Soco International: The London-listed oil and gas explorer said that it has received preliminary approval to explore two appraisal areas in the Cuu Long Basin offshore Vietnam. The proposals have been cleared by PetroVietnam, the national oil company. Soco has a more than 28 per cent interest in the 16-1 block.
HR Owen: The upmarket car dealer has sold its Volvo dealerships, which operate from four London sites, to a management buy-out team for £186,000.
Marks & Spencer: Sir Stuart Rose, executive chairman of the high street retailer, pledged not to take a pay rise this year as the group announced that a further £200 million would have to be cut from costs after reporting that like-for-like sales had fallen by 3.4 per cent in the 13 weeks to December 27. It also confirmed that it was cutting 1,230 jobs and closing 27 stores.
Thorntons: The high street chocolate retailer said that it had seen its total sales decline by 2.3 per cent in the 12 weeks to December 27, to £77.6 million, pulled down by the performance of its shops. These had experienced a 6.6 per cent drop in like-for-like sales, with total sales down by 5.4 per cent to £51.8 million.
Blacks Leisure: The camping and surfing retailer warned that its full-year profits would be below market expectations. In the 18 weeks to January 3, like-for-like sales from its boardwear division, which includes its Freespirit and O’Neill stores, fell by 19.2 per cent, lowering a 0.5 per cent sales decline from its Millets and Blacks Outdoor stores. Overall group sales fell by 3.9 per cent.
Greggs: The bakery chain reported a 5.3 per cent increase in like-for-like sales over the four weeks to January 3, helped by the sale of 12 million sausage rolls and four million mince pies, as well as strong demand for four new sandwiches priced at under £1.

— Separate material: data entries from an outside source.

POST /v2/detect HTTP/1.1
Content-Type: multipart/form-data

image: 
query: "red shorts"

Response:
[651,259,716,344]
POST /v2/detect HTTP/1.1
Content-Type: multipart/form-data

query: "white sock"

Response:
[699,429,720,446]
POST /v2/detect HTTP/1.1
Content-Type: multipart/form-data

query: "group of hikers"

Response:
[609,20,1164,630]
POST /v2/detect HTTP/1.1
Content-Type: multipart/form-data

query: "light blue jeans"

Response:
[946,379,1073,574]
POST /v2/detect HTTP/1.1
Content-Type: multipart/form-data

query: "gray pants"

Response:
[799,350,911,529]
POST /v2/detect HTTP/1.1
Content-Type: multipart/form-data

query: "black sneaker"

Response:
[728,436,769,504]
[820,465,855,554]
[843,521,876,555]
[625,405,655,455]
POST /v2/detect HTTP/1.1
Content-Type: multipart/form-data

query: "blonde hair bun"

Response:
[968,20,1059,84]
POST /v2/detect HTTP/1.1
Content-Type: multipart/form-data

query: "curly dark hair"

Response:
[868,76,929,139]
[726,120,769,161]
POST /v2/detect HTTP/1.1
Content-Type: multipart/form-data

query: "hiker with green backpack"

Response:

Viyella: The 225-year old clothing retailer has collapsed into administration and put about 450 jobs at risk. The chain was founded in 1784 and has more than 100 stores and concessions across the UK.

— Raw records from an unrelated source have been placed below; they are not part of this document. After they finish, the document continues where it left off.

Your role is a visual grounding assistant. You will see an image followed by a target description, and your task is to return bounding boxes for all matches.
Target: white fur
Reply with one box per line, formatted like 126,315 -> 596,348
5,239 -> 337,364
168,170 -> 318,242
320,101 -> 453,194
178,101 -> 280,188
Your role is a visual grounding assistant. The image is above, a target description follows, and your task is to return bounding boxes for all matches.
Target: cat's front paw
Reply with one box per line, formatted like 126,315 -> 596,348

Carillion: The London-listed construction services group, based in Wolverhampton, has won a highways maintenance contract in Canada, from the Alberta Ministry of Transportation, worth £170 million. The deal is scheduled to run from July 2009 to 2015.

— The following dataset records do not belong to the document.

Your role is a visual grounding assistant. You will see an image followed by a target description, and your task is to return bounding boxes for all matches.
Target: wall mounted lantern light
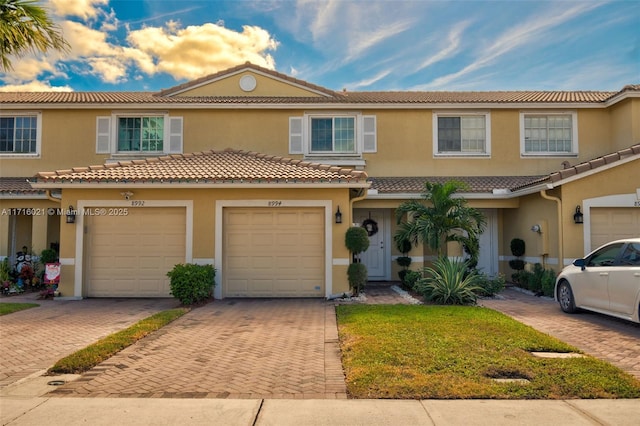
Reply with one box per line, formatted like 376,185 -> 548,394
573,206 -> 584,224
67,205 -> 76,223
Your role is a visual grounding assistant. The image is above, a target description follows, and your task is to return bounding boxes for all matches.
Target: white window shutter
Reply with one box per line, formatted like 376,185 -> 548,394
289,117 -> 303,154
362,115 -> 378,152
96,117 -> 111,154
166,117 -> 182,154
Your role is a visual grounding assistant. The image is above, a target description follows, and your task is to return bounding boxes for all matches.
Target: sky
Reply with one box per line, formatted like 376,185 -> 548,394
0,0 -> 640,91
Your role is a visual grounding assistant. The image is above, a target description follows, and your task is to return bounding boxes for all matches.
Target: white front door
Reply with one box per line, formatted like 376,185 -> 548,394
477,209 -> 498,276
354,209 -> 390,281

Satyam: B. Ramalinga Raju, the founder and chairman of Satyam, the Indian IT group whose name means “truth” in Sanskrit, has resigned. He said he had wildly inflated the company’s profitability for several years, resulting in 50.4 billion rupees (£660 million) worth of “fictitious” cash on the company’s balance sheet at the end of September.
Intel Corp: The American group warned that its fourth-quarter revenues would be below expectations, further reducing the estimates that it had already cut in November. The company, which makes 80 per cent of the world's microchips used to power computers, iPods and mobile phones, said that its fourth-quarter sales had fallen by 23 per cent from a year ago.
BT: A survey released by BT Home IT Support has found that up to 190 million dormant gadgets are cluttering up the nation’s homes because more than half of the population do not know how to use their home technology correctly.
Chinese 3G licences: The Chinese Government has granted 3G licences to the country’s three mobile operators — China Mobile, China Unicom and China Telecom. The Ministry of Industry and Information Technology said they would spend £30 billion between them building the high-speed mobile data networks.
EasyJet: The budget carrier said that its passenger numbers had risen to 3.1 million in December, 7.3 per cent ahead of a year ago. The Luton-based airline’s load factor — a measure of how full its plane are — had risen to 82.3 per cent, from 78.9 per cent.
Ryanair: The low-cost carrier said it had reported Aer Lingus, the Irish national carrier and its takeover target, to the Irish Takeover Panel, alleging that it had made misleading statements.
Scottish & Southern Energy: The utility has announced plans to raise about £500 million through a placing of 40 million new shares. SSE said the cash would help to provide funds for up to £6.7 billion in investment opportunities over the next five years and would give it additional means to acquire small and medium sized assets.